Basically our plan is to put off using our air conditioners as long as possible. Energy, even after the earthquake and tsunami and subsequent irratio-political battles over nuclear power, is still reasonably cheap in Japan. However, as cheap as it is, we are even cheaper (in a different sense of the word).
As the first step we take toward humid/hell, we put off taking out our fans. Granted, this is partly because the storage closet in the “variety room” (“junk room” is too strong a phrase as not everything in the room is junk) is hidden behind the variety pile. Taking out the fans thus requires a bit of rearranging, lots of washing of heavy blankets and the washing of the cover of the electric carpet. All of this is then folded and stuffed away with the kerosene heater whilst the fans are carefully assembled and the empty boxes returned to the storage closet.
We then endure the increasing humidity with fans and open windows for as long as possible.

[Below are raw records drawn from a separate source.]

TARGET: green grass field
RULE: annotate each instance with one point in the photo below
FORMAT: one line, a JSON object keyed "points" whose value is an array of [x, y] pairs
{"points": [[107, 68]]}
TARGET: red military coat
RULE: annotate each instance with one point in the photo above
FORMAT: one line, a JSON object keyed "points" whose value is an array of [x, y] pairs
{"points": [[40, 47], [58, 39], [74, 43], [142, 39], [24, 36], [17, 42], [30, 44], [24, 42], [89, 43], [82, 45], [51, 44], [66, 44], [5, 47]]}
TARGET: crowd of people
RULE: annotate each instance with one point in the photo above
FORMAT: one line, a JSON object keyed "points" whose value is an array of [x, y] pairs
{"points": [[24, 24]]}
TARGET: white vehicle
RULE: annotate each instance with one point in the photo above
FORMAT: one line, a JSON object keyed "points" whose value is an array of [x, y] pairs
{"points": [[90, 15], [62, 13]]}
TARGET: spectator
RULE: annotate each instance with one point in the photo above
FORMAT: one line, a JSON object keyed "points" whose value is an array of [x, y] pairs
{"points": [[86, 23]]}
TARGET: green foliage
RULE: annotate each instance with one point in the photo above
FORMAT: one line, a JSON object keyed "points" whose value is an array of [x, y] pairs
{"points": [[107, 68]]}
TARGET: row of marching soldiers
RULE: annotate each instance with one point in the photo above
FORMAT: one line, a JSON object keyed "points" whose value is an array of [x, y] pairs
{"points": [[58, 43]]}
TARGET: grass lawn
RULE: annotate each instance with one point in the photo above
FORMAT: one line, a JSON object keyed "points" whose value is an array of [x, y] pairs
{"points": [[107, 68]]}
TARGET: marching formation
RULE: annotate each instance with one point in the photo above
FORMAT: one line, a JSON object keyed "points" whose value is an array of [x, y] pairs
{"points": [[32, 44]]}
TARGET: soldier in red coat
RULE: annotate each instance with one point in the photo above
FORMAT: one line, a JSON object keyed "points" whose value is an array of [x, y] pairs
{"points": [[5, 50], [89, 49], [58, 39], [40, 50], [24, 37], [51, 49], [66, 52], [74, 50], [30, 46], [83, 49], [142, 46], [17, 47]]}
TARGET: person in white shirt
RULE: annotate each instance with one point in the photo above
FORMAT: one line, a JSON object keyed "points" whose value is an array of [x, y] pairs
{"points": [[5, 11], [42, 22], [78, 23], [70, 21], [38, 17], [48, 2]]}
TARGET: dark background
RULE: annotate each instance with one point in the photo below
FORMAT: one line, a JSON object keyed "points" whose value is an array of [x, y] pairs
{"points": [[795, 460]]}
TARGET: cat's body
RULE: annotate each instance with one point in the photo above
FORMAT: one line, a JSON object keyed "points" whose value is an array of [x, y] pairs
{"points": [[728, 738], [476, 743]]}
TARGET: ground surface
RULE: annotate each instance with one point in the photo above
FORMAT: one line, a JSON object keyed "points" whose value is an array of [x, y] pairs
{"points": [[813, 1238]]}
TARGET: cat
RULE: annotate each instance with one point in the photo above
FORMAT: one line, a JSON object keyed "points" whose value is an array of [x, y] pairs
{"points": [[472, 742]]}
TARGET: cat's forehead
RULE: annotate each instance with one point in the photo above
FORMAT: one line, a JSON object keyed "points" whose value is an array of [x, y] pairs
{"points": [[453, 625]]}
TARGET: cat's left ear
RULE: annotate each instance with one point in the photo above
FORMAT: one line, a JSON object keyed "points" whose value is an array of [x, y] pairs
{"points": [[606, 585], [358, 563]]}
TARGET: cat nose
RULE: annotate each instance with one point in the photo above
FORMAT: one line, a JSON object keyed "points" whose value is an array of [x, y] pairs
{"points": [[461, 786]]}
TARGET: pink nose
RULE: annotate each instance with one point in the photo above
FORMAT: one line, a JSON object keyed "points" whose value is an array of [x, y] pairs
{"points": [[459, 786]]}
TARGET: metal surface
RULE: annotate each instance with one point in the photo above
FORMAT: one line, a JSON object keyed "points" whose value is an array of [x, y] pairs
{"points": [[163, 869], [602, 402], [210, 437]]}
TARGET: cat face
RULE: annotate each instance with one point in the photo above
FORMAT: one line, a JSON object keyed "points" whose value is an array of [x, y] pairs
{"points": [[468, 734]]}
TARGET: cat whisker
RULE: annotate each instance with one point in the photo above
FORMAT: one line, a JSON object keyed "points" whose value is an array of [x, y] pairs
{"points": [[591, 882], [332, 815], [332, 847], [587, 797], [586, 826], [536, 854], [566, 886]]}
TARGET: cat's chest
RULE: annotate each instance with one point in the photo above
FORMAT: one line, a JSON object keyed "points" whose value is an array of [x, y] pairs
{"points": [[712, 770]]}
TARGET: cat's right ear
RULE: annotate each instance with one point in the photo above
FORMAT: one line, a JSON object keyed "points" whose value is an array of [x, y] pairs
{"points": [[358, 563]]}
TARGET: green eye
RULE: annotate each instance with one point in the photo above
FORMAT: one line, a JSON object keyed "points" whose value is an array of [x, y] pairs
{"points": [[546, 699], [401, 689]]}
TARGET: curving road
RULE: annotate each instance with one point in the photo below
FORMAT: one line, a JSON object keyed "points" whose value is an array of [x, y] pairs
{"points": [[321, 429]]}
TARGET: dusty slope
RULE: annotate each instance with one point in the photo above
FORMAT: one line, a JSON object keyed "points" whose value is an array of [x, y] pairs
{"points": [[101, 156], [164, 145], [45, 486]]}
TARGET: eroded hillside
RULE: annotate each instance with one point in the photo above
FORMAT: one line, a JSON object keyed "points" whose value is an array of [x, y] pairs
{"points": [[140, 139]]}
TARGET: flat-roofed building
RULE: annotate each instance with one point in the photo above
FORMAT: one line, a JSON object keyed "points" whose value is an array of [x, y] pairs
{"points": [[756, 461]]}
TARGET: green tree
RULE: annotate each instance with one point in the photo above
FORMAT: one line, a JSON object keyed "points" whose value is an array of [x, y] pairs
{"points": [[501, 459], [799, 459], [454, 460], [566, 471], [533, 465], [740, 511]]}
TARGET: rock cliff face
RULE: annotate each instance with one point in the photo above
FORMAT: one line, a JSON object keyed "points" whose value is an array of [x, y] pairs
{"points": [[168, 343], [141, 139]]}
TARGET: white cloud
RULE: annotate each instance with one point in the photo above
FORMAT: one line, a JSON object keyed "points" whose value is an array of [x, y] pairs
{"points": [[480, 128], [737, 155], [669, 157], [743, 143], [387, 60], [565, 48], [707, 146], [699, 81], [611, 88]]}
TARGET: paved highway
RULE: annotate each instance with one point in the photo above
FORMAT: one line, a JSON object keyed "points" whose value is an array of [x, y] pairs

Our goal is to get as close to July as possible without having to use our air conditioners. (Note: most of Japan uses Split AC systems rather than central air, which means we have different ones for the living room and the bedroom.)
Once we end our denial, getting the air conditioners ready involves spraying them with cleaner and then running them to make sure the drain hoses still drain. (One year the living room one didn’t; temporary hilarity ensued. And a lot of wiping.)
We then use the fans to try and move air around. The variety room, where I do most of my “work” has no AC and I commandeer a fan to keep it coolish.
Then winter rolls around and the process operates in reverse.
As for my students, the new school building where I work is impressive but is also bright because it has lots of windows (translation: it’s a big greenhouse). Students therefore battle each other over the proper temperature. My basic rule is they lose five points for every degree above 24 Celsius (about 75 Fahrenheit). The highest ever was when someone set the temperature for 30 Celsius (86 Fahrenheit). I pointed out that when the temperature reached 30 we usually turned the air conditioner on. I then deducted 30 points from the guilty students final score.
We just took out our fans. Our journey to hell is well under way.